Metadata: Gives the version of the container format.
Signature: Gives the signature of the zip file.
Certificate: Gives a certificate that may be used to validate the
signature. There may be more than one certificate (which is useful when an
intermediate signing cert is needed).
The signing algorithm signs the SHA-256 digest of the zip file using whatever
algorithm is appropriate for the type of key the user selects when picking
their signing identity.
Because Apple's Security library is used to perform signature verification,
bundled certificates may or may not be used. Root certificates are ignored.
Certificate revocation is supported via macOS's standard mechanisms, whatever
they may be for the user's version of macOS.
The Python Runtime, which includes a Python executable and its associated files
(such as the standard library) is provided as an optional component the user
may download after installing iTerm2. They are prompted to install it the first
time they try to use the Python API.
The runtime comes as a zip file. Its URL is discovered from a JSON files that
contains its version and a signature of the SHA-256 digest of the zip file
using a 4096-bit RSA key. Apple's Security library is used to perform signature
verification. The public key is hard-coded into iTerm2.

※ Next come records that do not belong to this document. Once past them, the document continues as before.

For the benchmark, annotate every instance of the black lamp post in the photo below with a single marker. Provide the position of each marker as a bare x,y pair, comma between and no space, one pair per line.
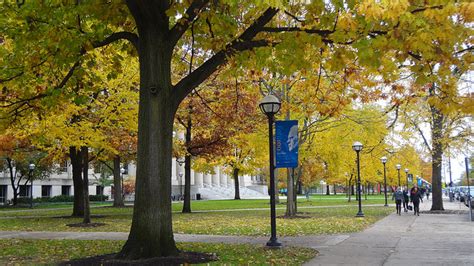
384,161
357,147
406,172
270,105
180,161
122,171
31,167
398,170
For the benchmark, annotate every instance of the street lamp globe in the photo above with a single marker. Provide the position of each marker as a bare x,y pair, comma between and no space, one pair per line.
180,161
357,146
270,105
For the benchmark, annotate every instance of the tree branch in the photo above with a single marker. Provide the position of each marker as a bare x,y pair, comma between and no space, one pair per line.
121,35
426,8
241,43
183,24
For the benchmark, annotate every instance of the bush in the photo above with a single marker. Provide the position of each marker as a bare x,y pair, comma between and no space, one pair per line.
60,198
98,197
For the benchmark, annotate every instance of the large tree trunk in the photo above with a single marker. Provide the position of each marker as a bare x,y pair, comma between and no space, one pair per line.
85,172
187,184
118,189
290,200
151,233
187,165
76,162
437,157
235,174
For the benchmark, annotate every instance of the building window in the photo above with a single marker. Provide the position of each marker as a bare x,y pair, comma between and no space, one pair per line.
3,194
25,190
99,190
45,191
66,190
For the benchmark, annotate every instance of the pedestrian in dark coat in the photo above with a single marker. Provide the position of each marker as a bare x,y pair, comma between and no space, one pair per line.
406,199
416,197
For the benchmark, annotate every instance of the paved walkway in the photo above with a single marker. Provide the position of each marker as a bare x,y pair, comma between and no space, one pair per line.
428,239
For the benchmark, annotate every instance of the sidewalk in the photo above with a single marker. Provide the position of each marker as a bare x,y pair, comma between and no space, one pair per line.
428,239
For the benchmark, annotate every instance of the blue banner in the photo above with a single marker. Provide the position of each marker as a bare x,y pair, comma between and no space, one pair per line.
286,144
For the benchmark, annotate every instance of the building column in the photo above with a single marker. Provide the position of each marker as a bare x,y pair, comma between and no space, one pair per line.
198,179
223,177
215,177
207,179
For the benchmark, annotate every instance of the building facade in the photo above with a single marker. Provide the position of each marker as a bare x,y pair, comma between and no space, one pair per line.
216,185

A newer version of Sparkle is now used. It uses EdDSA signatures for verifying updates, versus DSA in the older versions. The public key is hard-coded into iTerm2. There will be a transition period during which both DSA and EdDSA will be used. Eventually DSA support will be dropped. This is necessary because older clients in the field will need to upgrade to a transitional release with both signatures. Transitional releases will be able to upgrade to a future release with only EdDSA. Sparkle does not support upgrading from a package signed with only DSA to a package signed with only EdDSA (https://github.com/sparkle-project/Sparkle/issues/1355).
The application is also code signed using Apple's standard mechanism for macOS applications.